The arguments send by the llm to the tool.
The final screen for this part shows the original input, the credit card data removed, and the LLM’s final response.

Final LLM response to the users command
With Langfuse, you now have all the information to monitor your agentic application. As you can see, there is a lot to monitor. With evaluations, you can automate the monitoring.
Evaluations in practice #
In a previous blog, I wrote about using Dokimos for evaluations and integration testing:
https://jettro.dev/evals-for-spring-ai-agents-with-dokimos-e7d19464f563
That approach focuses on controlled scenarios.
Langfuse adds another dimension. It allows you to evaluate based on real interactions, using the data you collect during normal operation.
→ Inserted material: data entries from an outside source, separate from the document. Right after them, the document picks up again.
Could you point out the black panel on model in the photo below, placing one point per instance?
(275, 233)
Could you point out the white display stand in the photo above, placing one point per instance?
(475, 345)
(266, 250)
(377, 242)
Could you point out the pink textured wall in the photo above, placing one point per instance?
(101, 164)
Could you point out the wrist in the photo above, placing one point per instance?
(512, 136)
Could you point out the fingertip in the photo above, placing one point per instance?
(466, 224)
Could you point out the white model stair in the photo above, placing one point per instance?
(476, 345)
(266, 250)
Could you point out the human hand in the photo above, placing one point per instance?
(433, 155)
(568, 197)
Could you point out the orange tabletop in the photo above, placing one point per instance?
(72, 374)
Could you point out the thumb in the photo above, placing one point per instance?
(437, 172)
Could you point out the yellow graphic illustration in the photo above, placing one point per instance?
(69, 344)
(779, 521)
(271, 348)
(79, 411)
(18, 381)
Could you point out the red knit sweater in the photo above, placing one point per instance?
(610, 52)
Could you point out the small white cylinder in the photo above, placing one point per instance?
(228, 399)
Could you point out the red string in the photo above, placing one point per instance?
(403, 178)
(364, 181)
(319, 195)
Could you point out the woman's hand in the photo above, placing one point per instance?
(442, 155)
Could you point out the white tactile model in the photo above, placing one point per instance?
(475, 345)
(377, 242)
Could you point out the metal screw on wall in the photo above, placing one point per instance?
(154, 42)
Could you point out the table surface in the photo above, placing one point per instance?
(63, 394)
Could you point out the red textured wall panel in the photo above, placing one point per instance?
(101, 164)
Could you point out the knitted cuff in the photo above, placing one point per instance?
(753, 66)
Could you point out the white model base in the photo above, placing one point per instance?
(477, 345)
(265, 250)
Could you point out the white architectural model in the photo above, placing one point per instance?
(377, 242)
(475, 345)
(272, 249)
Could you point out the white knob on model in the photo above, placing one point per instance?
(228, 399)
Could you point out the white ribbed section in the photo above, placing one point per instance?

In practice, this means: • Linking prompts to inputs and outputs • Defining evaluation criteria • Reusing observed interactions as datasets
These evaluators are of type LLM-as-a-Judge. So you need a prompt and most likely some additional data. The screen shows the prompt for conciseness. This evaluator is now executed on all passing observations. The parameters are mapped from the incoming data.

Conciseness evaluator executed on all incoming matching observations.
The value for conciseness of our example question is low, 0.20. This is why the evaluator judges this answer that way.
The response far exceeds what was needed — while it confirms the order, it includes lengthy product descriptions and extraneous details instead of a brief confirmation and any necessary next steps — so it is not concise.
Together, Dokimos and Langfuse give you both controlled and real-world evaluation capabilities.
Conclusion #
Reliable AI systems are not built by prompt tuning alone.
Guardrails protect your system, observability explains what happened, and evaluations help you improve over time.
Spring AI provides the building blocks, but the real value comes from combining them correctly and making sure the right data reaches Langfuse.
Once you do that, you move from experimenting with AI to actually engineering it.